KeyError During LLM Fine-Tuning - Error Related to Dataset Splits

yumekix · April 27, 2024, 7:13am

Hello HuggingFace community.

I’m encountering an error when attempting to fine-tune a language model from Hugging Face. I suspect the issue might be related to the format of my dataset. Could you please help me identify the cause of the error and suggest a solution?

Code:

from transformers import AutoTokenizer, AutoModelForCausalLM, Trainer, TrainingArguments
from datasets import load_dataset

model_name = "elyza/ELYZA-japanese-Llama-2-13b"
tokenizer = AutoTokenizer.from_pretrained(model_name)
model = AutoModelForCausalLM.from_pretrained(model_name)

# Load your CSV dataset
train_dataset = load_dataset('csv', data_files=['./documents.csv']) 
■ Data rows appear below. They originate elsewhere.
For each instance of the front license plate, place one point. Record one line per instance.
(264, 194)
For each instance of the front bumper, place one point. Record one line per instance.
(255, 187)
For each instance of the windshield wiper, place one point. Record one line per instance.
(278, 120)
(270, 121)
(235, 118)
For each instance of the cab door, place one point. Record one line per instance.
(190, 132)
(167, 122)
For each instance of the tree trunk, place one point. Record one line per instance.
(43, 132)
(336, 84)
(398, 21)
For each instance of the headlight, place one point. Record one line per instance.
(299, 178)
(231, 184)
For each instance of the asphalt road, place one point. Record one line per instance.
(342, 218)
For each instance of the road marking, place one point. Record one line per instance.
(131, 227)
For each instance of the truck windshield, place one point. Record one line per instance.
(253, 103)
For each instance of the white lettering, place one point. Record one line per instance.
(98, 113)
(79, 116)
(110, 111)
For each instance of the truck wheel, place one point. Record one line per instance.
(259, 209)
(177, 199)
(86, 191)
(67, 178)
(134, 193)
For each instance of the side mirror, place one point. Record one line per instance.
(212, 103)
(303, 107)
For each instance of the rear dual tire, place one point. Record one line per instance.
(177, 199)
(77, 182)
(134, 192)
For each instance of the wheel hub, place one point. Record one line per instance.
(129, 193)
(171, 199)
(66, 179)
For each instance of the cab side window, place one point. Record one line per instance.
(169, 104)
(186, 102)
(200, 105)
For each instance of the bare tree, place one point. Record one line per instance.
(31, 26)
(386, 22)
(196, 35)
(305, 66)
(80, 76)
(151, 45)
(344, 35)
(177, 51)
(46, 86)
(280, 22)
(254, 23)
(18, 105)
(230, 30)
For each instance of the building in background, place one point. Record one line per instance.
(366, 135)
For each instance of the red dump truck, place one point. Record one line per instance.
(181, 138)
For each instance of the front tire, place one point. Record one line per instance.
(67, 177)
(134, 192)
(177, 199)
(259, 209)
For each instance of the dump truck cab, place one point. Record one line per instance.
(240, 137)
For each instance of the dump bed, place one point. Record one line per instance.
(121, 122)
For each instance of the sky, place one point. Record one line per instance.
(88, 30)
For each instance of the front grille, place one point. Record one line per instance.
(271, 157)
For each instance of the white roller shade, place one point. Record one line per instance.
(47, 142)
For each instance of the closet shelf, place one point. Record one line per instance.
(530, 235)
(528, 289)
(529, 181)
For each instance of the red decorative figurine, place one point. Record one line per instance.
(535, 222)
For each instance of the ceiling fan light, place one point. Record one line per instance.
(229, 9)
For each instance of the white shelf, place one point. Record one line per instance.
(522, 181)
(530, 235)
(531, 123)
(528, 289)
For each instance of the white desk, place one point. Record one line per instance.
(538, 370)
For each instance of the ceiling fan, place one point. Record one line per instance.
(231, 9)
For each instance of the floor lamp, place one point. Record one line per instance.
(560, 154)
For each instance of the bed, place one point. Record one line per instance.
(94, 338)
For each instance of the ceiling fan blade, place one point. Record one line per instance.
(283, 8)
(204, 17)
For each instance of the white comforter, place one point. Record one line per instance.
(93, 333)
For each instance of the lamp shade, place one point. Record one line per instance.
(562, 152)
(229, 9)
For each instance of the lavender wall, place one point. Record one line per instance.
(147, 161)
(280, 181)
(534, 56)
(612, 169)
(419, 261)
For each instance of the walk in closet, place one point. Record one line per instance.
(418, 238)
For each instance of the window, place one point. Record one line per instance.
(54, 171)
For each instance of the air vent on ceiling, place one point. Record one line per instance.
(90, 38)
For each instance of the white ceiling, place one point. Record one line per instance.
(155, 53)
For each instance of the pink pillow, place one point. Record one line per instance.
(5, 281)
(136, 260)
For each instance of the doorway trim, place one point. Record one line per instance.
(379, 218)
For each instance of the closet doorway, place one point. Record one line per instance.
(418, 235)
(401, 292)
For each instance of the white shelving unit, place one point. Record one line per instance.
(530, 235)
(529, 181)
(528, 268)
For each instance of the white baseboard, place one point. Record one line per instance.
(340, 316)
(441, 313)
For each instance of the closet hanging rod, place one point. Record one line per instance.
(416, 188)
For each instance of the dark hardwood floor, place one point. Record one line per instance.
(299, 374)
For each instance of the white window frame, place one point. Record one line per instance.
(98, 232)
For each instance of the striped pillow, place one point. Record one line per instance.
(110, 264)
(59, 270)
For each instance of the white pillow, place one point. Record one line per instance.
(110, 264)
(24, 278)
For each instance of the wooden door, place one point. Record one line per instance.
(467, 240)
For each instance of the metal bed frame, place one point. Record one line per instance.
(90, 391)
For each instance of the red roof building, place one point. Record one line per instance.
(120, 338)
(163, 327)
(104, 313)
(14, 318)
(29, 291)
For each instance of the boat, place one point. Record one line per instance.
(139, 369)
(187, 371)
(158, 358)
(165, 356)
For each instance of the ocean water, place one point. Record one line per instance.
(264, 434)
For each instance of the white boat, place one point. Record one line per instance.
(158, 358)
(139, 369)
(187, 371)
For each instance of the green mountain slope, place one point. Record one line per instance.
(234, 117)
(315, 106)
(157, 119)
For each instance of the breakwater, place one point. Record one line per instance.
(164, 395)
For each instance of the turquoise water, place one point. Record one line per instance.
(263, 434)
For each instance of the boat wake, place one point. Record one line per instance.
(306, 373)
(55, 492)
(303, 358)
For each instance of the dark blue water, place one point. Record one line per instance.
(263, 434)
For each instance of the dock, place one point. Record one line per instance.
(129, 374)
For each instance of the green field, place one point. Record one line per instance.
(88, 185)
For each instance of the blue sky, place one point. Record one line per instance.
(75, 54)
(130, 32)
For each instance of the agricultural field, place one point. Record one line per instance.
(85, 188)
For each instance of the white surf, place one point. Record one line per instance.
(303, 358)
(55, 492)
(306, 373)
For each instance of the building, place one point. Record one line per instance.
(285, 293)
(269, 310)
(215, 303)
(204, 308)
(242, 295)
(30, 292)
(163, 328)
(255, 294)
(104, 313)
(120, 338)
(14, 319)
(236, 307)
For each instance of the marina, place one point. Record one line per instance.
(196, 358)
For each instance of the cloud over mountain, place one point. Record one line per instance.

# Define training arguments
training_args = TrainingArguments(
    output_dir='./results',  # Output directory
    num_train_epochs=3       # Adjust based on dataset size
)

trainer = Trainer(
    model=model,
    args=training_args,
    train_dataset=train_dataset,
    tokenizer=tokenizer
)
trainer.train()

CSV File (documents.csv):

Document Type	Text Content
Type1	ContentText11
Type1	ContentText12
Type2	ContentText21

Error Message:

Traceback (most recent call last):
  File "c:\learning\learning.py", line 23, in <module>
    trainer.train()
  File "C:\Users\airep\AppData\Local\Packages\PythonSoftwareFoundation.Python.3.11_qbz5n2kfra8p0\LocalCache\local-packages\Python311\site-packages\transformers\trainer.py", line 1780, in train
    return inner_training_loop(
           ^^^^^^^^^^^^^^^^^^^^
  File "C:\Users\airep\AppData\Local\Packages\PythonSoftwareFoundation.Python.3.11_qbz5n2kfra8p0\LocalCache\local-packages\Python311\site-packages\transformers\trainer.py", line 2085, in _inner_training_loop
    for step, inputs in enumerate(epoch_iterator):
  File "C:\Users\airep\AppData\Local\Packages\PythonSoftwareFoundation.Python.3.11_qbz5n2kfra8p0\LocalCache\local-packages\Python311\site-packages\accelerate\data_loader.py", line 452, in __iter__
    current_batch = next(dataloader_iter)
                    ^^^^^^^^^^^^^^^^^^^^^
  File "C:\Users\airep\AppData\Local\Packages\PythonSoftwareFoundation.Python.3.11_qbz5n2kfra8p0\LocalCache\local-packages\Python311\site-packages\torch\utils\data\dataloader.py", line 633, in __next__
    data = self._next_data()
           ^^^^^^^^^^^^^^^^^
  File "C:\Users\airep\AppData\Local\Packages\PythonSoftwareFoundation.Python.3.11_qbz5n2kfra8p0\LocalCache\local-packages\Python311\site-packages\torch\utils\data\dataloader.py", line 677, in _next_data
    data = self._dataset_fetcher.fetch(index)  # may raise StopIteration     
           ^^^^^^^^^^^^^^^^^^^^^^^^^^^^^^^^^^
  File "C:\Users\airep\AppData\Local\Packages\PythonSoftwareFoundation.Python.3.11_qbz5n2kfra8p0\LocalCache\local-packages\Python311\site-packages\torch\utils\data\_utils\fetch.py", line 51, in fetch
    data = [self.dataset[idx] for idx in possibly_batched_index]
           ^^^^^^^^^^^^^^^^^^^^^^^^^^^^^^^^^^^^^^^^^^^^^^^^^^^^^
  File "C:\Users\airep\AppData\Local\Packages\PythonSoftwareFoundation.Python.3.11_qbz5n2kfra8p0\LocalCache\local-packages\Python311\site-packages\torch\utils\data\_utils\fetch.py", line 51, in <listcomp>
    data = [self.dataset[idx] for idx in possibly_batched_index]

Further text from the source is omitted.